For European organizations, the impact of CVE-2025-67627 can be substantial, especially for those using Draft Notify in environments where sensitive or confidential information is shared and managed collaboratively. Successful exploitation could lead to unauthorized access to session tokens, enabling attackers to impersonate legitimate users and access restricted data. This compromises confidentiality and integrity of organizational data. Additionally, attackers could inject malicious scripts that alter or deface content, disrupting normal business operations and damaging organizational reputation. The availability of the service could also be affected if attackers use the vulnerability to execute denial-of-service attacks or spread malware. Given the collaborative nature of Draft Notify, the vulnerability could facilitate lateral movement within an organization’s network if exploited in conjunction with other weaknesses. The threat is particularly relevant for sectors such as finance, government, healthcare, and legal services in Europe, where document integrity and confidentiality are critical. The lack of authentication requirement lowers the barrier for attackers, increasing the likelihood of exploitation if unmitigated.

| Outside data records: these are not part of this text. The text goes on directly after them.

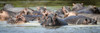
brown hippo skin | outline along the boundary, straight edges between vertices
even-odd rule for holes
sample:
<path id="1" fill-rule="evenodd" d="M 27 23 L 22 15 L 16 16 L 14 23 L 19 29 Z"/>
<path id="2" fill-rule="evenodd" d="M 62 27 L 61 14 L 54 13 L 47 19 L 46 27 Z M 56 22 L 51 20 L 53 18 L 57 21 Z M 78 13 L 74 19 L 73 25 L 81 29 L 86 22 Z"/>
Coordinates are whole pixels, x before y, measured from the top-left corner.
<path id="1" fill-rule="evenodd" d="M 5 20 L 8 20 L 8 18 L 9 18 L 9 14 L 6 11 L 1 10 L 0 11 L 0 20 L 5 21 Z"/>

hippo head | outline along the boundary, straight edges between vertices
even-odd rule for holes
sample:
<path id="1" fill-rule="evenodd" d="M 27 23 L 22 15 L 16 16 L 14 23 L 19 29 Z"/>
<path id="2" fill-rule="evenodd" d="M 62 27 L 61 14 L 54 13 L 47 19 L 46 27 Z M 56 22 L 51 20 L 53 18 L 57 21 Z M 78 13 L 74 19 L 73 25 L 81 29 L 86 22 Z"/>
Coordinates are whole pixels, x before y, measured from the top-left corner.
<path id="1" fill-rule="evenodd" d="M 96 25 L 97 21 L 95 19 L 84 19 L 83 24 L 85 24 L 85 25 Z"/>
<path id="2" fill-rule="evenodd" d="M 83 8 L 83 3 L 73 3 L 72 11 L 78 11 Z"/>

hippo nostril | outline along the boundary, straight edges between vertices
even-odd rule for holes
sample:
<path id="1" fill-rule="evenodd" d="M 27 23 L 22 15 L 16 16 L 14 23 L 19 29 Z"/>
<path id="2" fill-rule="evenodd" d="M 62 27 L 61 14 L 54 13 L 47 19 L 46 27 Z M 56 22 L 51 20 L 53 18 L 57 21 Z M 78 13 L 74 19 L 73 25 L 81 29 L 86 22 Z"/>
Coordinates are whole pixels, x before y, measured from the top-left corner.
<path id="1" fill-rule="evenodd" d="M 49 23 L 49 25 L 52 25 L 52 23 Z"/>

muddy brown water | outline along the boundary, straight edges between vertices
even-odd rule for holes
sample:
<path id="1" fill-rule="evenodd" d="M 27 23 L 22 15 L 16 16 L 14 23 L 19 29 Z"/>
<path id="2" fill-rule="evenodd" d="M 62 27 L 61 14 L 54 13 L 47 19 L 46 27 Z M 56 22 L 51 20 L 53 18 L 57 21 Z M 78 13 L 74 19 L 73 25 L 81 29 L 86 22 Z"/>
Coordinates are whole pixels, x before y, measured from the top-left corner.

1. Monitor TouchOfTech communications for official patches or updates addressing CVE-2025-67627 and apply them immediately upon release. 2. Until patches are available, implement strict input validation and output encoding on all user-supplied data within Draft Notify, focusing on neutralizing HTML and JavaScript content. 3. Deploy Content Security Policy (CSP) headers to restrict the execution of unauthorized scripts and reduce the impact of potential XSS payloads. 4. Conduct regular security audits and code reviews of the Draft Notify deployment to identify and remediate unsafe input handling. 5. Educate users about the risks of clicking on suspicious links or content within the application. 6. Use web application firewalls (WAFs) configured to detect and block common XSS attack patterns targeting Draft Notify. 7. Isolate the Draft Notify environment from critical infrastructure to limit potential lateral movement in case of compromise. 8. Implement robust logging and monitoring to detect anomalous activities that may indicate exploitation attempts.